TITLE: Harry Potter and the Deathly Hallows — Part 2
STARRING: Daniel Radcliffe, Rupert Grint, Emma Watson, Ralph Fiennes, Michael Gambon, Alan Rickman, Helena Bonham Carter, Maggie Smith
DIRECTOR: David Yates
STUDIO: Heyday Films, Warner Bros.
RATED: PG-13
RUN TIME: 130 min
RELEASED:
June 24, 2011

By Justin Polak
Co-founder, Ambassador of the Mushroom Kingdom

Ten years ago I was convinced to go see Harry Potter and the Sorcerer’s Stone. I never really planned on seeing it simply because Potter-mania first swelled up in the public’s eye around then, and I was simply sick of hearing about Harry Potter. I walked out of the first film with an understanding of why fans dig the series, but I still didn’t consider myself a fan at that point. Having said that, I willingly saw all the other films. Sometime after the fourth film (Harry Potter and the Goblet of Fire) was released, I randomly decided to read all the books, which at that time came to a total of six out of the eventual seven. As I blazed through page after page of each book, I converted. I even picked up the last book on day one! Since then, I have been proud to be a Harry Potter fan, and even gained a greater appreciation of all the films.
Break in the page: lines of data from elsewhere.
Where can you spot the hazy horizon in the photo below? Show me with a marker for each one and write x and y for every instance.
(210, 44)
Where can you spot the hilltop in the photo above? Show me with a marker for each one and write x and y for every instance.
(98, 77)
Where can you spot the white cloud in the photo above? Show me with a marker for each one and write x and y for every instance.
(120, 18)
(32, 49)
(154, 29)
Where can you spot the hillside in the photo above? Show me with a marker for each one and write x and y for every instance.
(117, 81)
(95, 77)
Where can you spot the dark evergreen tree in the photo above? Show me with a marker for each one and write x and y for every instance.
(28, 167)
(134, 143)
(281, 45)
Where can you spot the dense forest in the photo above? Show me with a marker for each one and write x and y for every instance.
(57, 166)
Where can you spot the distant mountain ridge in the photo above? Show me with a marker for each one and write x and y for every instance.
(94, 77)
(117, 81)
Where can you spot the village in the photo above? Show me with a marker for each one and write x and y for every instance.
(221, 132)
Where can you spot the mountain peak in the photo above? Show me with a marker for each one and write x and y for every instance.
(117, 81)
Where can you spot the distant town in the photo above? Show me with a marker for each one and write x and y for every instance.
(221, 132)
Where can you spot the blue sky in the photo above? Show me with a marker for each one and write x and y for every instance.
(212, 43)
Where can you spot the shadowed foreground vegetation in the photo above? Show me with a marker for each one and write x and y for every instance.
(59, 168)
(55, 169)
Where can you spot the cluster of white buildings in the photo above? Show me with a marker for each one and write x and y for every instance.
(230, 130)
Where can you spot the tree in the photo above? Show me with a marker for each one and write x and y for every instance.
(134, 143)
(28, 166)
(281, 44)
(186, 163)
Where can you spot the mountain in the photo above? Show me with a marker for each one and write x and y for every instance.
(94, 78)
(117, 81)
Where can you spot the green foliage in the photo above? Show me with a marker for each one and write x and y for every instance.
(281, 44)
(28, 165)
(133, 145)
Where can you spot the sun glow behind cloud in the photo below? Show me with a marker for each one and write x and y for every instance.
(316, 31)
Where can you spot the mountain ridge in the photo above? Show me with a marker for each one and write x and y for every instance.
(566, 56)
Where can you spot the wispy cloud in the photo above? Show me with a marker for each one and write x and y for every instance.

As cliché as this opinion may be, I do find the books to be vastly superior to the films. A book has many more opportunities to expand back story and character development, which works wonders for the Harry Potter series. The books all flow like one cohesive story while the films feel a bit more disjointed.

That’s why when I first heard that the final part of the Harry Potter saga, The Deathly Hallows, was going to be separated into two films, I was overjoyed. There would be no way to cut the story down to simply a two hour film, so a split into two parts was essential. If anything, I felt a couple of the later films seemed rushed since their book counterparts also had a lot of story to tell.

As far as both parts of Deathly Hallows go, the split into two movies did help flesh out the overall story and character development better than ever before. The effort still isn’t going to please the book purists, but audience members of all types will find enjoyment out of them, especially Harry Potter and the Deathly Hallows — Part 2.

The film wastes no time moving things right along as if you never left the theater from whenever you saw the first part. While Part 2 is much more action-packed as many issues are resolved and the story reaches its climax, it still delivers a satisfying experience as you see the end of each character’s journey.

What has amazed me since the fifth film is how some of the sets have turned out nearly identical to how I pictured them in the books. For example, No. 12 Grimmauld Place felt like the movie ripped the architecture from my brain to build the interior set in Order of the Phoenix. The cave that held the fake Horcrux actually frightened me in Half-Blood Prince thanks to how accurate the lighting was compared to how I envisioned it. Part 2 further ups the ante by downright filming it such a way where even certain camera angles resembled how scenes where “shot” in my imagination.

Aside from a few special effects being a little too cartoonish for me, the film as a whole looks beautiful. Many visuals subtly mimic the tone and attitude of the struggle everyone is going through, and how the whole world is on the line. Even taking away the fact that I felt the movie was shot how I envisioned it, almost every scene had superb cinematography. Ever since David Yates has started directing the films since Order of the Phoenix, the Harry Potter series have been fun rides to be apart of.

Although there wasn’t an incredible, surprising sequence like the animated back story of the Deathly Hallow legend as seen in Part 1, one sequence in particular hit me harder than it did when reading the book. Without spoiling anything, I will say the scene in question involves one Severus Snape. Those of you who have read the book know what I am talking about, but for those of you who haven’t, I’ll just say that I was moved to tears while watching this part of the film. I’m not one to cry too much when I see movies, either. There have been only two times I have completely broke down while watching a film. One of those films was The Road, but simply because of how utterly bleak and hopeless that film is. It’s rare that this much emotion swells up in me while viewing any film. I mean, Alan Rickman’s acting brought tears to my eyes! This is the same guy who played Hans freaking Gruber!

The only part of the film I can imagine book readers being turned off by is the climax. The final battle sees much more action than the books, and offers many changes too. When seeing previews of Part 2, I was a bit concerned the action would get carried away and make it seem like the equivalent Die Hard in Hogwarts (and yes, I realize that I could make an Alan Rickman joke here since I just dropped his Die Hard character name).

Personally, the climax did the story justice. As I just said, there are some pretty big changes, but as a whole the story remains the same. Plus, many changes made more sense for a visual medium like film. As long as you walk into Part 2 with that attitude in mind, you’ll find yourself enjoying the action. It goes without saying the average movie goer will love all the on screen chaos.

I’ll waste no more time. As far as the films go, Harry Potter and the Deathly Hallows — Part 2 is king of the hill. If fans of the book can get past the changes, they’ll find themselves enjoying it immensely. From the movie only fan perspective, audience members will find themselves with a satisfying ending from a long, ten year trip. Go to your nearest theater and watch a magical series go out with a bang.